Un regreso a la realidad que le persiguió en el reconocimiento, “más internacional que en España” y nuevos retos, nuevos imposibles. Envalentonado, volvería al Everest para quitarse la espina en solitario. No lo logró. Conquistó el Shisha Pangma Central, cruzó todo el Himalaya en una andada de 5,000 kilómetros y se preparó para ascender el K-2 en invierno. “Me gastó medio millón de pesetas en el permiso, pero de repente tuve una visión y pensé ‘Fernando, dónde te vas a meter’. Lo pienso ahora y creo que perdí el dinero, pero gané el poder estar aquí contando batallitas. Solo hay que pensar que hasta el año pasado no se subió en estas condiciones y lo hizo un grupo con los mejores sherpas, que entre todos acumulaban un montón de ochomiles. Por eso creo que tomé una buena decisión.
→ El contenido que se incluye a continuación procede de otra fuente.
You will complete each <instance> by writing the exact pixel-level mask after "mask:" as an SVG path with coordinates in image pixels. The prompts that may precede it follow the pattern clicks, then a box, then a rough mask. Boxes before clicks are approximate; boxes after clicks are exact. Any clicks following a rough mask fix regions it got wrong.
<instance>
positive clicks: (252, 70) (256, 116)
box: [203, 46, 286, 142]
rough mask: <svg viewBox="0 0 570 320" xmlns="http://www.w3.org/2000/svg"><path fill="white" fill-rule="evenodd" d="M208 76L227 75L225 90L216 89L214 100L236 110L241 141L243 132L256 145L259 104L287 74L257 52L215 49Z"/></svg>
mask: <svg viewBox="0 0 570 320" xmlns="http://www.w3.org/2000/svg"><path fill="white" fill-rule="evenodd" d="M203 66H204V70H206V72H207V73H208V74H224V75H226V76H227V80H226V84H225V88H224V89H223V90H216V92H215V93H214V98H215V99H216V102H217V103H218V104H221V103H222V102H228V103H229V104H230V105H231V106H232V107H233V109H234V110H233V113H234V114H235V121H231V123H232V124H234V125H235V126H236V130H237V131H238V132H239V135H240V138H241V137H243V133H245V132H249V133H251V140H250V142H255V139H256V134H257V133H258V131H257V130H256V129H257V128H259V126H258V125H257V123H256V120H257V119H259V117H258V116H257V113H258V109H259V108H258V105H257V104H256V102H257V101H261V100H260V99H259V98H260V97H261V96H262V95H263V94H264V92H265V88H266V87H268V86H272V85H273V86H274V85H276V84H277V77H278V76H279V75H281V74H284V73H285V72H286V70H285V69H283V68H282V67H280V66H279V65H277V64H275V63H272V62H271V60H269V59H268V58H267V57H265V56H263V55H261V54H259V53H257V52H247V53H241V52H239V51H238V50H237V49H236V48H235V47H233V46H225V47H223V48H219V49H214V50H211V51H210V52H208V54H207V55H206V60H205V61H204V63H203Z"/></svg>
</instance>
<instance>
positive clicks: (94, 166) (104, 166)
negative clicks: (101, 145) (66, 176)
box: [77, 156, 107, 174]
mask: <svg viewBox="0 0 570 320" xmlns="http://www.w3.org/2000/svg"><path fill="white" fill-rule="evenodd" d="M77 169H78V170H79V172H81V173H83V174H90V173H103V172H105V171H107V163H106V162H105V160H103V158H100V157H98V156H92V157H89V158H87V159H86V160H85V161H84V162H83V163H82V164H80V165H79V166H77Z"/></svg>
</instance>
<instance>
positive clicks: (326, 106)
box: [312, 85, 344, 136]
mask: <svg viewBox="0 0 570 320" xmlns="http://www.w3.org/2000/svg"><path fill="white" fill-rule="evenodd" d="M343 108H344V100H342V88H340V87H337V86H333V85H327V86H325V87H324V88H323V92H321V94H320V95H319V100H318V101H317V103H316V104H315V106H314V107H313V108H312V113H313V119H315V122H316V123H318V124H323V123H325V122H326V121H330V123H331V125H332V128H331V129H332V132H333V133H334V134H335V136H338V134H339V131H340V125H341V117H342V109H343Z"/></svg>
Fui realista, porque hubiera tenido muchas opciones de haberme quedado allí”.

Donde sí volvió fue al Cho Oyu en otras cinco expediciones, completando otras dos ascensiones. Garrido divisa “desintoxicado” un ochomilismo distinto, masivo, menos aventurero y más comercial, donde se ha reactivado la conquista de las invernales como máxima exigencia para una pureza que puntualiza.“Porque ahora se dice que se va en solitario cuando realmente, por ejemplo en el Aconcagua en enero, vas por una ruta que hay 600 personas contigo. Puedes decir que vas en autonomía, por tu cuenta, pero no solo. Solo es cuando nadie te puede ayudar si hay un problema. Como ir sin oxígeno supone que nadie va a ir a tu lado con una bombona por si lo necesitas o subir sin cuerdas supone que no las tengas a unos metros por si acaso. Eso sí, un ochomil siempre será un ochomil y más en invierno. Como un 4.000 en los Alpes o un 3.000 en el Pirineo. La cosa cambia”.

Una reivindicación justa. Porque su gesta, vista entonces y más ahora, debe calificarse como una aventura mítica e histórica. Única e irrepetible. Porque hace 35 años y porque, desde entonces, solo un ser humano, Krzysztof Wielicki (Lothse, diciembre de 1988), sí, uno de esos polacos, ha conseguido hacer lo que hizo él. Un logro al alcance de los más grandes. De una leyenda, de un mito. Como Mick Jagger. Un superviviente. Y Fernando Garrido es todo eso. Y por encima, un simple montañero y una tremenda persona.

(*) El francés Jean-Christophe Lafaille logró el ascenso del Shisha Pangma en 2004, pero días antes del 21 de diciembre, cuando se abre el periodo oficial de invernales.